Xica era Francisco Manicongo, ou Francisco de Congo. Nasceu no antigo Reino do Congo e foi trazida para o Brasil como escravizada na segunda metade do século 16. Trabalhava para um sapateiro de Salvador. Na primeira vez que um religioso da Santa Inquisição foi enviado ao Brasil colonial, em 1591, foi denunciada pelo português Matias Moreira. Entre seus “crimes” estavam a orientação homossexual e a maneira de se vestir.

De acordo com as pesquisas do antropólogo Luiz Mott, professor da Universidade Federal da Bahia (UFBA) e fundador do Grupo Gay da Bahia, da denúncia constava que Manicongo “tem fama, entre os negros desta cidade, que é sodomita”. Moreira declarou ainda tê-la visto “com um pano cingido, assim como na sua terra do Congo trazem os sodomitas”, e que este hábito seria a prática adotada por “negros sodomitas que no pecado nefando servem de mulheres pacientes”. O denunciante teria repreendido Xica por não usar “o vestido de homem”.

Identidade de gênero e os limites da história documentada

Muito mais não se sabe sobre a biografia de Xica Manicongo.
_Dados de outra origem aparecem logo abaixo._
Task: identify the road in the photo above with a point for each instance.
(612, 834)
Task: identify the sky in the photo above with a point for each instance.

Nos anos 1990, a personagem foi descoberta por Mott a partir de pesquisas nos registros da Inquisição no Brasil. Até então, contudo, ela era apresentada por sua identidade masculina, Francisco Manicongo.

“Ultimamente dezenas de inverdades têm sido ditas a respeito dela, que não se sustentam. Ela não foi presa nem queimada”, esclarece o antropólogo, lembrando que o que se sabe a respeito de Manicongo se restringe às quatro linhas dos arquivos da Inquisição.

“Desde 1998, eu chamo a atenção sobre Francisco Manicongo, como consta nos documentos, por ter sido o primeiro travesti. Na época se usava o masculino para se referir às travestis”, comenta Mott.

No fim da década de 2000, Manicongo passou a ser representada pela identidade de gênero que lhe parecia mais adequada, graças ao trabalho da ativista travesti Marjorie Marchi (1974-2016). Presidente da Associação de Travestis e Transexuais do Rio de Janeiro, ela compreendeu a importância histórica e simbólica desse episódio e tomou a liberdade de rebatizar a personagem como Xica Manicongo.

“Xica era lembrada através do seu nome morto [Francisco] e até apontada como homem, todavia sua história foi resgatada levando em consideração a intersecção com gênero e sexualidade”, contextualiza a geógrafa e ativista Sayonara Nogueira, presidente do Instituto Brasileiro Trans de Educação. “Ela se recusava a usar indumentárias masculinas da época e acabou sendo acusada de sodomia e de fazer parte de uma quadrilha de feiticeiros.”

“Para fugir da sentença de morte, precisou negar sua identidade e adotar o estilo de vida masculino, além de ser forçada a conviver com o desprezo e a violência da sociedade da época. Durante séculos foi registrada como homossexual por historiadores, até sua identidade feminina ser resgatada”, completa Nogueira.

O antropólogo Mott diz que apoia essa ideia de identificar Manicongo como Xica, lembrando que “o movimento social das trans […] incorporou [a personagem] como uma travesti ancestral e afirmativa”.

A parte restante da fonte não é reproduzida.